6. The terrain cell-based landslide susceptibility assessment method according to claim 1, wherein in S1, the disaster factor data comprises continuous data and discrete data, the continuous data is elevation, slope direction, distance from river, distance from road, section curvature, NDVI, and the discrete data is rock-soil body type, land use type, and slope structure.

Background

The landslide susceptibility evaluation is the basis for realizing landslide geological disaster prevention and control, and the landslide disaster-causing factor and the landslide evaluation unit division are two most important components in the landslide susceptibility evaluation. The landslide disaster-causing factor analysis is the primary work of risk assessment and prevention and control of regional landslide disasters, and meanwhile, the landslide susceptibility evaluation method is poor in reliability due to the fact that some problems still exist in the existing method for dividing landslide susceptibility evaluation units and no uniform division standard exists.

The landslide occurrence is a relatively complex process, and the establishment of a scientific incidence evaluation model is very important for the landslide incidence evaluation result.

Disclosure of Invention

The invention provides a landslide susceptibility evaluation method based on a terrain unit, aiming at the problem that the existing landslide susceptibility evaluation method is poor in reliability.

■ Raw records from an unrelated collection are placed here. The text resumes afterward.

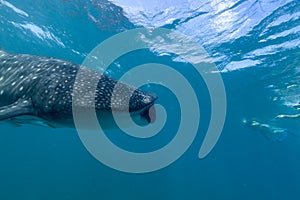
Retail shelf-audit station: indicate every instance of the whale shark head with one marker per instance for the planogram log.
(120, 98)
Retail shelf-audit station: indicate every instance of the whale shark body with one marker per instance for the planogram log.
(40, 89)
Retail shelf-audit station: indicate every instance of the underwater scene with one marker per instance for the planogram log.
(215, 116)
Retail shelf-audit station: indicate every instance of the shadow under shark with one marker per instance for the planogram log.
(40, 91)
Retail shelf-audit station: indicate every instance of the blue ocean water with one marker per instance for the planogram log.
(255, 45)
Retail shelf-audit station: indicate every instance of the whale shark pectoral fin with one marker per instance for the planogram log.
(18, 108)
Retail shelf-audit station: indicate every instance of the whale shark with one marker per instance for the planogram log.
(40, 90)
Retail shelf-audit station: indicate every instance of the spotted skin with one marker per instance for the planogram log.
(43, 87)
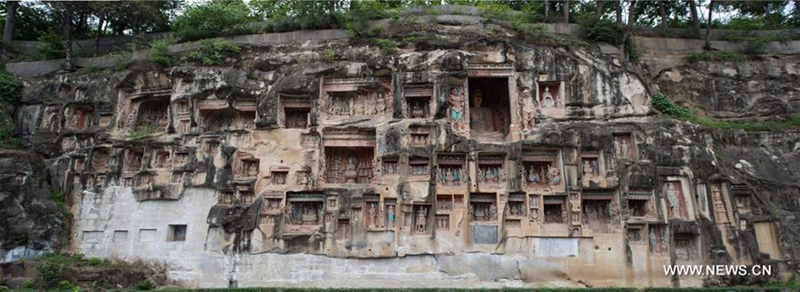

The invention discloses a landslide susceptibility evaluation method based on a terrain unit, which comprises the following steps:

s1, determining the position of the landslide point and related disaster-causing factor data;

s2, discretizing the disaster causing factor data to obtain discrete intervals of the disaster causing factor data, wherein each discrete interval corresponds to one classification type, and the distribution area occupation ratio AR of each disaster causing factor in each discrete interval is obtained;

s3, obtaining a weight ratio exponential curve according to the area occupation ratio AR of each disaster causing factor in each discrete interval, taking the intersection point and inflection point of the area ratio exponential curve and the weight ratio exponential curve as a judgment standard, and taking the inflection point or intersection point of the weight ratio exponential curve and the area ratio exponential curve as the endpoint value of the interval to obtain an optimized interval; the weight ratio index QW is:

wherein H is the number of landslides in each classification category, H₀The total number of the landslide points;

s4, counting the area of each discrete interval and the corresponding landslide point number after optimization, and obtaining a landslide inclination index as follows:

wherein TT_sRepresenting the ratio of the total number of landslide points to the total area occupied by the disaster-causing factor data, TT_aThe ratio of the total number of the landslide points existing in the optimized interval corresponding to the corresponding disaster-causing factor to the area of the interval a is as follows:

if OS >0, the slip inclination index OS is a positive value in the optimized interval range, and the possibility of occurrence of landslide is high;

if the OS is less than 0, the slip inclination index OS is a negative value in the optimized interval range, and the possibility of occurrence of landslide is low;

if OS is approximately equal to 0, the slip inclination index OS is close to zero in the optimized interval range, and whether the landslide occurs or not cannot be determined;

s4, constructing a river network by utilizing a terrain surface model DEM;

s5, calculating connection points in a river network to obtain water outlet points of a certain catchment basin, extracting catchment basins under positive and negative terrains respectively by combining water flow direction data, determining positions of all grid units of the catchment basins, and combining the catchment basins under the positive and negative terrains to obtain a terrain unit;

s6, assigning the slip inclination index of each optimized interval of each disaster causing factor to each terrain unit;

and S7, inputting the data in each terrain unit and outputting the landslide probability value of each terrain unit to the constructed random forest model.

Preferably, in S2, the continuous disaster factor data is discretized by an equidistant method, and the area fraction analogy AR is:

wherein, Y_iArea corresponding to the ith classification category of the disaster-causing factor data, Y_sThe overall area occupied by the disaster-causing factor data is shown.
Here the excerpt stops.